Du reste on se rend compte du mode de travail suivi rien que d’après la bibliographie. Il est facile d’aligner des bibliographies imposantes, indigestes et, pour tout dire, stériles. Ni critique ni érudition ne sont requises pour établir ce qu’on appelle une bibliographie en règle. Cela se recopie, cela se reproduit, cela se repasse de main en main. Il n’est même pas nécessaire d’avoir vu le dos de tous les ouvrages auxquels on se réfère. Il va sans dire qu’on ne trouvera rien de tel ici. M. Lavisse et ses collaborateurs ont résolument rompu avec ces procédés enfantins. Ils ont laissé de côté tout ce qui n’a d’intérêt que pour les bibliomanes. Il n’y a rien pour le trompe-l’œil. Les sources sont indiquées, mais seulement celles qui comptent. « L’histoire ne peut être bien faite, écrit Renan, qu’après que l’érudition a entassé des bibliothèques entières d’essais critiques et de mémoires ; mais quand l’histoire arrive à se dégager, elle ne doit au lecteur que l’indication de la source originale sur laquelle chaque attestation s’appuie. » Le reste est de la fantasmagorie et l’on ne peut que féliciter les auteurs de l’Histoire de M. Lavisse de s’en être abstenus.

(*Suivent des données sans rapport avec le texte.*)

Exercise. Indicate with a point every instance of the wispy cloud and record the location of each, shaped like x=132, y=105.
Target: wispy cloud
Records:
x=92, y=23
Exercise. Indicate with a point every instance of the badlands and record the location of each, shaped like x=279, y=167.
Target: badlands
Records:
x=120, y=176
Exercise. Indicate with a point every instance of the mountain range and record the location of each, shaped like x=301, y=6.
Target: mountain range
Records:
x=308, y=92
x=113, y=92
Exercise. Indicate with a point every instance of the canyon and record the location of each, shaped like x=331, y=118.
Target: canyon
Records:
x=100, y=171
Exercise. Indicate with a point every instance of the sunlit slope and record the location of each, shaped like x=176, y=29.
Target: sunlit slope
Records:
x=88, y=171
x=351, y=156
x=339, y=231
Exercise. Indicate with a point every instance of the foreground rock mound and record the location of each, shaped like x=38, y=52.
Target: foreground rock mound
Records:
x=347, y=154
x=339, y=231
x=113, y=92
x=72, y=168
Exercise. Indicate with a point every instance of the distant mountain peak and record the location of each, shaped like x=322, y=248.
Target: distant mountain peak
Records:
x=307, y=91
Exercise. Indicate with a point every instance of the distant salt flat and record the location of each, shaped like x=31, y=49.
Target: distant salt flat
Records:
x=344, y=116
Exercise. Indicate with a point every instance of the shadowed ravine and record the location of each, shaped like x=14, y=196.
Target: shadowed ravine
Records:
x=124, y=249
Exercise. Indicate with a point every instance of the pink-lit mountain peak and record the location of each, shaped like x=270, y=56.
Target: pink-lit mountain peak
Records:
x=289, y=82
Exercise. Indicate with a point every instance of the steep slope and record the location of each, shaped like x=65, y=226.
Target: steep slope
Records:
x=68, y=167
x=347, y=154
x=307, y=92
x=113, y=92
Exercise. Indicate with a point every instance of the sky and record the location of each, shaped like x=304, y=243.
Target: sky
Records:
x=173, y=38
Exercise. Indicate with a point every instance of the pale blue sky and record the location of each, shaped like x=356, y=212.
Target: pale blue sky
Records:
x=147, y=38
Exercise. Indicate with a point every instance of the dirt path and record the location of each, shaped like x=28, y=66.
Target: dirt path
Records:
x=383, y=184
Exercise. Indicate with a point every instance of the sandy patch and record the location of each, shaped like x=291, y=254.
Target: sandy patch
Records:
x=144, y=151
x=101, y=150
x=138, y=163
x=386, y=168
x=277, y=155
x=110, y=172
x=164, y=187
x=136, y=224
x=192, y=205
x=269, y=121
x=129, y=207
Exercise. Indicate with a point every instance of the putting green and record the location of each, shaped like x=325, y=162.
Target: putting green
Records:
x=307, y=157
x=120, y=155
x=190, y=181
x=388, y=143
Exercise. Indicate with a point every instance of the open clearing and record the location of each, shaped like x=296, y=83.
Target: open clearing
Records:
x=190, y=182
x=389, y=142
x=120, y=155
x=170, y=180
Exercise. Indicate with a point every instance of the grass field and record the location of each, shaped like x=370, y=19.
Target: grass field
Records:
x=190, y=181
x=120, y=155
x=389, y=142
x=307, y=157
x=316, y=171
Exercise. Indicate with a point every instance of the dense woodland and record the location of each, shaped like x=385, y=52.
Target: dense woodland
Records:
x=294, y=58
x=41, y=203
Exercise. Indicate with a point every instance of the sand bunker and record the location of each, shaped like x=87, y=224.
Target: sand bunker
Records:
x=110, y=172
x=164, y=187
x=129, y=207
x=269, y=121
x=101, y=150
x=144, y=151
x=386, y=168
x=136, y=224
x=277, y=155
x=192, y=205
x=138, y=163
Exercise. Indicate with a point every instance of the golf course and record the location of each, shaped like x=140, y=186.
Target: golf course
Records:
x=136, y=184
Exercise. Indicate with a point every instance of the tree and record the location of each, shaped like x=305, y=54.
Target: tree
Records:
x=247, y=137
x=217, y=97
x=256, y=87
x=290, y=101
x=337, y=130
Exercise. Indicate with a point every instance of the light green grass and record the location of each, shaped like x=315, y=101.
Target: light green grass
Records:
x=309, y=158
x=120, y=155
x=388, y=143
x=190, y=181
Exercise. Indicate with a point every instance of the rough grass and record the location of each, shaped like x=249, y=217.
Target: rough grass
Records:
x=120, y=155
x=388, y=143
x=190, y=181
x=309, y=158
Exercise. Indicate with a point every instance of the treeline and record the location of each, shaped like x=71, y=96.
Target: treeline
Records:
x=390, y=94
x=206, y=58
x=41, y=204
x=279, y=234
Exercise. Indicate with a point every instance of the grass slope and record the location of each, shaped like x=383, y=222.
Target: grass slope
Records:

Il en est de même de la liste des « ouvrages à consulter. » Ici encore un choix judicieux était nécessaire et a été fait, sans autre préoccupation que l’intérêt bien entendu du lecteur. Souvent un simple article perdu dans un recueil peu répandu ou dans un Bulletin de Société locale est plus utile à signaler que tout le fatras des vieux bouquins de seconde main dont rien ne tient plus debout. Dans un ouvrage d’ensemble il faut se borner à citer ce qu’il y a de meilleur dans l’excellent. Il est loyal de ne pas renvoyer à tout, mais seulement pour chaque point au bon endroit. C’est ce qu’ont voulu faire et ce qu’ont fait M.